Looks like Ronson-the-ultimate-empath knew he gave bad feedback on the speech. Here's his explanation: "I thought that telling him it was fantastic was my best chance of winning the interview." On the one hand, tempting the reader to say BUT THAT IS DISHONEST AND SLOPPY. On the other hand, his point is clear: see, this is what we nailed Lehrer for, but we all do it anyway. Well, maybe this all comes down to where we fall in some two dimensional space defined by an axis of rule enforcing and a crossing axis of rule abiding. Moynihan is both rule enforcing and rule abiding -- and maybe as a result, suffers from difficulties making money. Lehrer is not particularly either, and for a while did pretty good. I don't think it is actually that simple. I think we actually care a lot more about some rules (don't make shit up and don't steal other people's stuff) than others (don't re-use your own work and sell it a second time). And the fact that Lehrer keeps pointing to the latter as a problem and sort of evading around the former makes a lot of people nervous. Sort of like my erstwhile friend: first I learned she cheated at poker, then she told me about her hit-and-run (where she did the hitting and running part), and eventually, when I RSVP'ed on a (3rd) wedding invite saying my boyfriend was out of town but I'd be bringing my girlfriend, and she found a bunch of ways to try to disinvite the girlfriend (she won't know anyone, my fave, since the girlfriend knew more people in the social circle than I did) before finally stammering out something that amounted to No Don't Bring A Girlfriend. I chose to interpret that as homophobia, and that was the end of that friendship (couldn't have been racial bigotry because both the girlfriend and the boyfriend were the same in appearance). I think when people break certain rules in certain ways, and non-apologize for them in particular ways, we all get a little, wha-? And wonder what is going to happen next.

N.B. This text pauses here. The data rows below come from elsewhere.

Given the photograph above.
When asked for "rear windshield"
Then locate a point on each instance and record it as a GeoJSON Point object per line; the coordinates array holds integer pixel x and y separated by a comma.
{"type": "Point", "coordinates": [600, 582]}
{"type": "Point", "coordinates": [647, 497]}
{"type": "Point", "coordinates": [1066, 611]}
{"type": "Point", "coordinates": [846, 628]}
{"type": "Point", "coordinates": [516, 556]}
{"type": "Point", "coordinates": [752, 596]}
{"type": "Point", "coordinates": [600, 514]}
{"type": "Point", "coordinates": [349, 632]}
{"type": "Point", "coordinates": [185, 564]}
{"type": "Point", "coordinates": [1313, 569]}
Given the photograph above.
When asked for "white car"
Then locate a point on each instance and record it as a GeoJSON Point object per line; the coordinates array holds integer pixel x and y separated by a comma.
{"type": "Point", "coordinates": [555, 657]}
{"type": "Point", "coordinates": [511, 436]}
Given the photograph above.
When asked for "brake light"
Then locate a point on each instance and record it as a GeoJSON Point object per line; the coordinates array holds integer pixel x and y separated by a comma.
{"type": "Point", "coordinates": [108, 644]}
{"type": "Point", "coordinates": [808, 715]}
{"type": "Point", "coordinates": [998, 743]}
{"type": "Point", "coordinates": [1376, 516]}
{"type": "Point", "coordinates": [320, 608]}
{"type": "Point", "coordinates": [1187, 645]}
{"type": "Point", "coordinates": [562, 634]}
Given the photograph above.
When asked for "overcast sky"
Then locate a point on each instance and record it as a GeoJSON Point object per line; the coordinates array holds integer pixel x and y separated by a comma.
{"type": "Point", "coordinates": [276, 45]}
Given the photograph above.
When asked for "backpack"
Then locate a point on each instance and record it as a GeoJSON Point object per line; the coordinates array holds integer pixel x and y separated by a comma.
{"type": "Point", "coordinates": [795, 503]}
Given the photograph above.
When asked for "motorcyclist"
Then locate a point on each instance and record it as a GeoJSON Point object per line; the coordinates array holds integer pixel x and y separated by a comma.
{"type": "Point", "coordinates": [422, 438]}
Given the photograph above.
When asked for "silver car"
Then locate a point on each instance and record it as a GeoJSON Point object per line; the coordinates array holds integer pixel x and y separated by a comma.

About a third of the way through, Ronson gives a thumbnail history of his experience of Twitter. At the beginning, no one picking on anyone. Later, righteous takedowns. Then constant criticism, disproportionate and poorly targeted. "In fact, it felt weird and empty when there wasn't anyone to be furious about." I recognize this feeling. It's usually a sign that I need to quit reading news and go for a walk or read a book or work on a project or something. That's a real process, almost like a criticism avalanche. His description of it is really excellent.
Next: "I was recently at a spa -- my wife booked it for me as a special surprise, which shows she really doesn't know me because I don't like being touched" Ha! Well, my husband knows better than to do this. ;-) Altho I have had at least one significant other in the past who made that error.